Süßen. .

Der Fernsehpreis Bambi wird am11. November in Potsdam verliehen. Produziert werden die Trophäen schon im Sommer – und nicht alle kommen durch. Denn bei der Gießerei Strassacker gilt: Keine Chance für Einohrbambis!

Da stehen sie in einer Reihe und sehen aus wie ein genormtes Industrieprodukt. Doch in Wirklichkeit ist kein Bambi genau wie das andere – und Ulf Barstadt ist dazu da, dass das niemand merkt. Hier in der Endabnahme für den Fernsehpreis mit Rehblick schweißen und feilen eine handvoll Ziseleure unter der Leitung von Meister Barstadt – sie geben den Bambis vor deren Vergoldung buchstäblich den letzten Schliff der Einheitlichkeit – und müssen auch schon mal das eine oder andere mit ganz schweren Geburtsfehlern aussortieren. Keine Chance für Einohrbambis!

Laternen, Blumenschalen – und die Bambis

Die anderen sind fertig. Viele Monate vor der Preisverleihung. Niemand hier wird sie wiedersehen, bis sie im Fernsehen auftauchen. Dies ist die Kunstgießerei Strassacker in Süßen, einer kleinen Stadt in Baden-Württemberg. Bundesland der Branchenführer, von denen niemand weiß – noch nicht mal von der Branche! Mit diesem Betrieb verhält es sich ähnlich: Strassacker beschäftigt über 500 Menschen, darunter hochspezialisierte Former, Graveure und Patineure. Man gießt seit 1919, aus kleinsten Anfängen heraus, nun längst für Bildhauer, Architekten und Emire, stellt Bronzebuchstaben und Grabschmuck her, Laternen, Blumenschalen, solche Sachen – und eben die Bambis.
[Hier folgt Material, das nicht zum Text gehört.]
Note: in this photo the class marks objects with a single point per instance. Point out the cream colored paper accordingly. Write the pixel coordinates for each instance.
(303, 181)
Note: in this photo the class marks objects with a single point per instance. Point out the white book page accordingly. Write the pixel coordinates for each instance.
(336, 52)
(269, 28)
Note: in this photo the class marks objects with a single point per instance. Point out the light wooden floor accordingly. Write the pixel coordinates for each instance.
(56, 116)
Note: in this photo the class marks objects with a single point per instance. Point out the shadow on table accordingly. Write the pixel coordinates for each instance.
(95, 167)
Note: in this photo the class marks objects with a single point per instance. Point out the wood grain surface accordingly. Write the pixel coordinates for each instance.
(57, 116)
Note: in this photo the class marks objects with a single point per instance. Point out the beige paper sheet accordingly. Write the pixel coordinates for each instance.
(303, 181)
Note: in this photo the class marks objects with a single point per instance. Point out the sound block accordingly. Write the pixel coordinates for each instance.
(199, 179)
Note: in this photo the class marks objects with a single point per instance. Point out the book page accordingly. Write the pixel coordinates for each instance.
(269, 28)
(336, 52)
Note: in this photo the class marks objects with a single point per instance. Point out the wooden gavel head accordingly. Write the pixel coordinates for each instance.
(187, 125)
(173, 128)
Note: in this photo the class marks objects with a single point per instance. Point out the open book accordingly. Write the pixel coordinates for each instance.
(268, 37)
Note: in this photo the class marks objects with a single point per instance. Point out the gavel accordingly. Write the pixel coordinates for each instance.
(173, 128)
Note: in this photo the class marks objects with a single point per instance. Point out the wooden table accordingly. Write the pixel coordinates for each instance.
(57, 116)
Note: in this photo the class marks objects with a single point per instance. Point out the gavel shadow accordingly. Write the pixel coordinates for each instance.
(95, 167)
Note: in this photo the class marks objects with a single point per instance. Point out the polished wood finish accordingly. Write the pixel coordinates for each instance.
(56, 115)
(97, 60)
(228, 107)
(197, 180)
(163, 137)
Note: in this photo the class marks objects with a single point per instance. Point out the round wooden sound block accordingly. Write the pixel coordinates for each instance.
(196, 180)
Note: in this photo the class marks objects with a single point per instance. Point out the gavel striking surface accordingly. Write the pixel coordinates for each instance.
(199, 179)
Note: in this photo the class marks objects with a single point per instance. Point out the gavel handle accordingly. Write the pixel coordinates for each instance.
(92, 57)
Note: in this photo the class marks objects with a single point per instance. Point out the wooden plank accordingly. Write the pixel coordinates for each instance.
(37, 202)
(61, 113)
Die haben, bevor sie unter Ulf Barstadts scharfe Augen geraten, bereits einen anstrengenden Weg durch die halbe Firma hinter sich. Denn jedes Bambi ist ein Einzelstück aus einer eigenen, handgefertigten Form, entwickelt sich von Arbeitsschritt zu Arbeitsschritt unter Hinzuziehung von Plastelin, Silikon, Wachs und Schamott, im ständigen Wechsel von Negativform zu Positivform zu Negativform, bis die Produktion schweißtreibend in der eigentlichen Gießerei endet.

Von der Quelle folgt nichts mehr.